Grading in education: Does it really matter for your child?

The methodology which is used to grade students is highly personal and also deeply embedded in a traditional system craving for numbers and letters. Majority of people who have studied in an American Education System have gone through this grading but they never knew that there were alternatives.

In reality, we often stick with whatever we know even when we are skeptical of its benefit for students. The truth is most teachers hate grading, they loathe it. It instills negative feelings because condensing a single letter or number to any child’s work devalues the process it took to reach the stage.


Even when the educators know this on the inside, we are yet working in institutions that believe to straying from the norm and we work with and for people who don’t understand the futility of assessing learning.

Depending on the age group you teach, your students must have been in a system that needs a final score. The students don’t know any other thing too, and are devised to consider grades as the indicator for evaluating their learning process. If you want to make a little difference, then you should tell the people in our school, community, and classroom about how doing the assessment differently can improve learning.

Here is a list of “THINGS TO DO TOMORROW?” which help you lay the foundation for a larger discussion.

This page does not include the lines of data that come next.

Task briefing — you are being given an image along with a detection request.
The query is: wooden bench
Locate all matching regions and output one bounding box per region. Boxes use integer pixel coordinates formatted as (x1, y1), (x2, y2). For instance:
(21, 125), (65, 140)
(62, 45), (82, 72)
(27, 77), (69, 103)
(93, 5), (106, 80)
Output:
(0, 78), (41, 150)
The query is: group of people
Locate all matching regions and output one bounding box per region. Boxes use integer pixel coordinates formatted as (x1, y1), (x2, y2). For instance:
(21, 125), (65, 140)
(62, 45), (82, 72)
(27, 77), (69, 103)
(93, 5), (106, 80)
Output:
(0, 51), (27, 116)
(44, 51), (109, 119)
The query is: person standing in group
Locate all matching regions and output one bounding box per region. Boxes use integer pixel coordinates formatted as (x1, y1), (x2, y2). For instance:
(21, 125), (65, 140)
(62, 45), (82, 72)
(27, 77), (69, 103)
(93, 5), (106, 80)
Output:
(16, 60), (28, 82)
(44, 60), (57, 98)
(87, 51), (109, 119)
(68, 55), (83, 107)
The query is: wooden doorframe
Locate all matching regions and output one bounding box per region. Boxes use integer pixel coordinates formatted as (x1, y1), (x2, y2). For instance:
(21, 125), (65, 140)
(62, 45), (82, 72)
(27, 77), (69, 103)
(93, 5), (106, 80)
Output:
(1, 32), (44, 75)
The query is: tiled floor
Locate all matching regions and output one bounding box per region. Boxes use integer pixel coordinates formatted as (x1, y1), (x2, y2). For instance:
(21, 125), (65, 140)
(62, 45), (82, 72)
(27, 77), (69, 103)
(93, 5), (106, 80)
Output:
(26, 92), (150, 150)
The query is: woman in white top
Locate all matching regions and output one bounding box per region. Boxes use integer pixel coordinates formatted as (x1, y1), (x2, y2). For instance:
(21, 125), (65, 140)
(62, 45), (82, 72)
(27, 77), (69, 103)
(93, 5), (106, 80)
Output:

We know that adults are close minded when they are comfortable, so you will have to give them a proof how this way is better.Here is a list of things you can do.

  • Grab hold of 4-6 excellent resources for reading that resonate with colleagues and administrators. Consider joining Facebook pages that support this system of grade-less learning. Also follow Facebook pages where people share their ideas, experiences, and challenges and work with each other to solve problems.
  • Collect testimonials of how students have actually benefited from this new learning methodology. If you can bring students who can talk about it, then it’s a bonus. Bring a student with you when you are having a casual peer talk with them.
  • Ask colleagues and administrators about starting a committee for optimizing the implementation. As of now, just have a casual conversation to turn up the heat about the situation with people at your school. If you are able to gather a few ‘beta’ testers with you then nothing can beat its utility.
  • You can also write a letter to parents explaining the shift and inviting their input and questions.
  • Start a class hashtag on Twitter. A unique hashtag on twitter can create a virtual space that will collect all the tweets that use it. This is the best way to get questions, concerns, and comments in once location.
  • Start a YouTube channel to inform parents.

These tips will help you start a conversation and aid in building a more transparent experience for students. There will be more working in future and so many complications but just don’t give up. This is just the start.